Despite treatment advances in recent decades, asthma is still not well controlled in up to 20 per cent of patients on standard therapy, which consists of inhaled steroids and long-acting beta agonists that are designed to open the airways.

This patient group includes many with severe disease, thought to number around 2 million in leading industrialised nations, according to consultancy Decision Resources.

Novel antibody-based drugs now nearing the market offer a way to get to the root of the problem by targeting key inflammatory chemicals made in the body that drive asthma. They are already being hailed by doctors as a major advance.

“I’m very optimistic about the new drugs,” said Elisabeth Bel, president-elect of the European Respiratory Society and head of respiratory medicine at the Academic Medical Centre in Amsterdam.

“We have participated in several trials with the new biological agents and have seen some amazing results.”

In particular, the new injectable medicines have led to reductions in serious asthma attacks, known as exacerbations, of around 40 to 60 per cent in clinical trials.

The threat of such attacks — which may require hospital treatment and can sometimes be life-threatening — dominate the lives of people with severe asthma and represent a big financial burden to healthcare systems providing emergency care.

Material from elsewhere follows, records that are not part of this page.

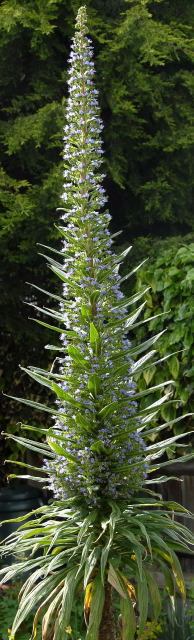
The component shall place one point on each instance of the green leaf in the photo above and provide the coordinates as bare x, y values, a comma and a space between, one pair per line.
34, 405
94, 384
154, 594
128, 619
115, 581
91, 563
90, 519
77, 357
63, 618
82, 422
94, 337
173, 365
142, 598
61, 451
63, 395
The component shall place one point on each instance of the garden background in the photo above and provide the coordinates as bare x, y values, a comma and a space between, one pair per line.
144, 55
144, 59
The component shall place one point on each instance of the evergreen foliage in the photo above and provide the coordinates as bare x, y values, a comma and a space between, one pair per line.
101, 523
170, 275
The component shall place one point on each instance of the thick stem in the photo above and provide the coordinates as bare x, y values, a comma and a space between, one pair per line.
107, 627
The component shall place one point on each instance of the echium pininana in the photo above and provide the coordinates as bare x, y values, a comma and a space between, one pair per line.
98, 419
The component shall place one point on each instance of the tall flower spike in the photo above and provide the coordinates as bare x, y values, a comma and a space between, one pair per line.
98, 423
95, 454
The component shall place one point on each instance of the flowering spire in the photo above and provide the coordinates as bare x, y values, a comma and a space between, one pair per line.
95, 452
97, 412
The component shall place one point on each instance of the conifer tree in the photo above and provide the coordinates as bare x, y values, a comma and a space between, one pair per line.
100, 531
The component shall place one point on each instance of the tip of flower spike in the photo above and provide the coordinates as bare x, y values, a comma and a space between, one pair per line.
81, 20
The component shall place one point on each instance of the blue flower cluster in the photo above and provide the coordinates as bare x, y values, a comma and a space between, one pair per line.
97, 425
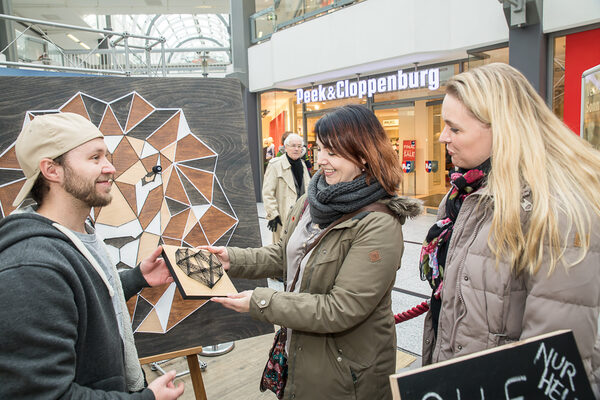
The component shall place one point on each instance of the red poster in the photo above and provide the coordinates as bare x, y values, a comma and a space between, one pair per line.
408, 150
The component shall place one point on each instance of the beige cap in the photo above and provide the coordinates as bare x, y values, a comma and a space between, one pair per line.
49, 136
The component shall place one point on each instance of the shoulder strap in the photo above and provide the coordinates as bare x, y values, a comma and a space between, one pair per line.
371, 207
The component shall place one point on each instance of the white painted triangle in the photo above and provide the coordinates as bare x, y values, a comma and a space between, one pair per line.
129, 253
183, 130
142, 191
112, 141
163, 306
148, 150
200, 210
140, 196
154, 226
131, 228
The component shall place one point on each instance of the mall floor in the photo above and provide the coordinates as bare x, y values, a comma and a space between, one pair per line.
236, 374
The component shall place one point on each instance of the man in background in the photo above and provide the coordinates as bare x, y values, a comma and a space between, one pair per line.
286, 179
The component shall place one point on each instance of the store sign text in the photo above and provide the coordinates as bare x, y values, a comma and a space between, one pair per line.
429, 78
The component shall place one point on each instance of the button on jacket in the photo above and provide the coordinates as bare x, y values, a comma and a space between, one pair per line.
279, 190
484, 306
343, 344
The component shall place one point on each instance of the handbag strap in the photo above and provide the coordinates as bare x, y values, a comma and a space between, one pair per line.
375, 206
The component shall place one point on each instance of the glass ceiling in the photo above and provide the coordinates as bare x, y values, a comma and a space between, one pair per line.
180, 31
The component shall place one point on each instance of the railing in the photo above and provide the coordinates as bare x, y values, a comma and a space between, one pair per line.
117, 53
285, 13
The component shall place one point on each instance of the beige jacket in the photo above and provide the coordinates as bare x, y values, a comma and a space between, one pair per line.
484, 306
279, 190
344, 345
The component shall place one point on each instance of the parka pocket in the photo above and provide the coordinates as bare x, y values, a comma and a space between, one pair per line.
351, 373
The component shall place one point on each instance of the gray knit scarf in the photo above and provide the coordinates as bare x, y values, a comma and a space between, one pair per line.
330, 202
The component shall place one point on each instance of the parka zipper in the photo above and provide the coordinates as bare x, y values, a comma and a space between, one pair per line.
461, 267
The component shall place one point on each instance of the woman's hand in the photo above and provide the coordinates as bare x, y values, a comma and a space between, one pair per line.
239, 302
220, 252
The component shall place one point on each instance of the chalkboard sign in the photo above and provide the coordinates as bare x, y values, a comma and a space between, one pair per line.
544, 367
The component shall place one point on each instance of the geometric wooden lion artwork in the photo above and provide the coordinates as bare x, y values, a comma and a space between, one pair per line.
182, 158
165, 191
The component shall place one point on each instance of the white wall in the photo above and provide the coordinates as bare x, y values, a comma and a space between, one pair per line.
374, 36
566, 14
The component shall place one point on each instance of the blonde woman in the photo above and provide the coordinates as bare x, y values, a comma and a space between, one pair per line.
516, 249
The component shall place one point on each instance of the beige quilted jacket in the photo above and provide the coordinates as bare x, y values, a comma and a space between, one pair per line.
484, 306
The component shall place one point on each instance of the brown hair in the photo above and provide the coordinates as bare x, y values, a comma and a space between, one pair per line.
355, 133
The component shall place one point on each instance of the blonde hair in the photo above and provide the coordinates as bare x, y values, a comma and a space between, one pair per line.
531, 149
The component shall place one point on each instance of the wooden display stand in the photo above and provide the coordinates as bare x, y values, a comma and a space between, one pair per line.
192, 357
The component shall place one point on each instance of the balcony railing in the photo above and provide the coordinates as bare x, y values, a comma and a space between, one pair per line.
285, 13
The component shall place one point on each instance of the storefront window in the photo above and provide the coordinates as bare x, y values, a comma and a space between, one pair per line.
411, 119
399, 125
591, 107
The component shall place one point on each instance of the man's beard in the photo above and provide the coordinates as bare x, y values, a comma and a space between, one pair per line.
84, 191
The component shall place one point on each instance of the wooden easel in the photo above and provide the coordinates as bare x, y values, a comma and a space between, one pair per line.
192, 357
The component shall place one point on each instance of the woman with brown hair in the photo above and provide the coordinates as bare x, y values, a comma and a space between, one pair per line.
338, 257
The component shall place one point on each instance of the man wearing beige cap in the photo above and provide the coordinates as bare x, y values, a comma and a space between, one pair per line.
64, 325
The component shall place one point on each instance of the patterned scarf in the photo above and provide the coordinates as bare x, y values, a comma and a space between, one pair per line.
330, 202
435, 246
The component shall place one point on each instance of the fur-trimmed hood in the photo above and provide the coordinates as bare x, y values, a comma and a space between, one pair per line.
404, 207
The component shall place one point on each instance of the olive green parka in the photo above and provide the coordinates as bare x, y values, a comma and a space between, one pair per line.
343, 344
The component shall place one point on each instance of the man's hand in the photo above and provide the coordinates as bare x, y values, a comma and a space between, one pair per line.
239, 302
220, 252
155, 270
164, 389
272, 224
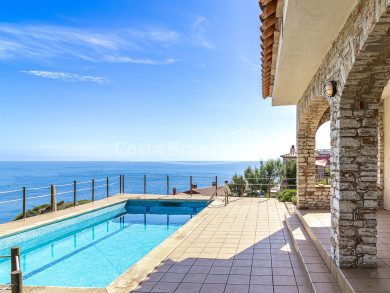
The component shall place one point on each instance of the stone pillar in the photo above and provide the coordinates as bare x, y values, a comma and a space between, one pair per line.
354, 139
310, 117
381, 156
306, 170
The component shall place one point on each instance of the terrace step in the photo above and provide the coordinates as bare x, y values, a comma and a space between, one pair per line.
316, 272
349, 280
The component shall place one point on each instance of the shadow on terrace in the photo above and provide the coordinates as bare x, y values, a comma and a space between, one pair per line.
243, 247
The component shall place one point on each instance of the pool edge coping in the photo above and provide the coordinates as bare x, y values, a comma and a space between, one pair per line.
132, 277
145, 265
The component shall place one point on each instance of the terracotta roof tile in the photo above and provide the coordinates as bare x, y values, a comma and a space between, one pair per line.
269, 25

Significantly, the new drugs offer a more personalised approach to asthma care, with patients undergoing so-called “biomarker” blood tests to check if they are likely to respond to the medicines.

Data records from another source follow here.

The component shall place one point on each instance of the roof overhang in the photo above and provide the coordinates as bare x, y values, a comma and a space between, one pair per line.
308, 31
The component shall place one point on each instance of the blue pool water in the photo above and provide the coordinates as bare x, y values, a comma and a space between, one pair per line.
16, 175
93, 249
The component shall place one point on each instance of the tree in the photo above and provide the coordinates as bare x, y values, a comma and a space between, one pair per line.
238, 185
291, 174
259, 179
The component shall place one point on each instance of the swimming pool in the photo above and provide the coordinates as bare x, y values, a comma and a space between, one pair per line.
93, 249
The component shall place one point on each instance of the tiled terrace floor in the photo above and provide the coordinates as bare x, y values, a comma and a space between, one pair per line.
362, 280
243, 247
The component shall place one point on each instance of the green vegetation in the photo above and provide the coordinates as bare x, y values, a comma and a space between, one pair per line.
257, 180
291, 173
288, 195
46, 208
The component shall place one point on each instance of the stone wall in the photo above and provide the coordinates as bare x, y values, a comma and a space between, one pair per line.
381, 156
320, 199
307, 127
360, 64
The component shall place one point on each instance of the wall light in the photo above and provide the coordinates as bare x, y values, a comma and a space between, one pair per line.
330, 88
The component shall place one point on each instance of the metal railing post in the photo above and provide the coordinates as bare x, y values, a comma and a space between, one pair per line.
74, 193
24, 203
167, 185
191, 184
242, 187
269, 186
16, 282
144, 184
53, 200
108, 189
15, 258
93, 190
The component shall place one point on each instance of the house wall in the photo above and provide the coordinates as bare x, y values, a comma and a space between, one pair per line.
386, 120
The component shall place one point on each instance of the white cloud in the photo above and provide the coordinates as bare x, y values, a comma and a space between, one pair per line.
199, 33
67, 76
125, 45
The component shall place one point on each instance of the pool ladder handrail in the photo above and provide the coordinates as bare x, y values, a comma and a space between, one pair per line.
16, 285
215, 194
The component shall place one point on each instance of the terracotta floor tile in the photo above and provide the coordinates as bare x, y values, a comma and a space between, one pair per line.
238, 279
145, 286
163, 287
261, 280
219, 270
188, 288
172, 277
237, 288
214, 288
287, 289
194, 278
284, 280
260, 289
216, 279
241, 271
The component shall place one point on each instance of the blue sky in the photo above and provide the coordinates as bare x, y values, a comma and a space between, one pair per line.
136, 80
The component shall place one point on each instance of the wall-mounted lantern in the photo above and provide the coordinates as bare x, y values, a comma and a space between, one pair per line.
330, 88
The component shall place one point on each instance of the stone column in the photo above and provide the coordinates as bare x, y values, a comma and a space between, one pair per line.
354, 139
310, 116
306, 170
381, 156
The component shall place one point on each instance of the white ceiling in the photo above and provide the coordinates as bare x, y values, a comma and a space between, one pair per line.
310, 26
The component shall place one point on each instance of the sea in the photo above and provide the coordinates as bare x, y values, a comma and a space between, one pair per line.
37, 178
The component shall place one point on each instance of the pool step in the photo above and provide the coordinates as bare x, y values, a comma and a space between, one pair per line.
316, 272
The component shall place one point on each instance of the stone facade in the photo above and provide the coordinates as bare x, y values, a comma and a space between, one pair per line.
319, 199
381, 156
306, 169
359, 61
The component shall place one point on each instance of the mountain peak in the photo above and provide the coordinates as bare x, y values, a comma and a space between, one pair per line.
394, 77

This targeted approach is gaining traction in many medical fields, most notably cancer. It is attractive to governments and insurers who pay for healthcare, since it means drugs should only go to patients who are likely to benefit.

“Severe asthma patients represent the majority of the (asthma) burden on healthcare systems and budgets,” said Bahija Jallal, head of AstraZeneca’s MedImmune biotech unit, which is investing in a broad portfolio of medicines for the condition.

“We will be working to convince payers this is something that brings value.”

Coupled with the money hospitals could save from a big drop in exacerbations, this leads many analysts to argue that companies will be able to charge a high price for the new drugs.

Barclays analysts, for example, assume a price of around $15,000 a year for GSK’s new drug mepolizumab, which is set to be submitted for regulatory approval later this year following positive late-stage study results last week.

Seamus Fernandez of Leerink, who predicts the market for severe asthma biotech drugs could exceed $7.5 billion a year in the United States and Europe alone, is more cautious and expects a price tag of something under $10,000, reflecting an increasingly competitive landscape.

That would be a modest discount to the price of Xolair, from Novartis and Roche, which is the only biotech asthma drug sold at present, but which works in a different way to the new batch of products and is only indicated for allergic asthma.

Some doctors are wary about the pricing environment.

“I think cost is going to be a hurdle. Payers are going to have to figure out whether they are going to allow multiple patients to be on multiple biologics,” said Michael Wechsler, an asthma specialist at National Jewish Health in Denver.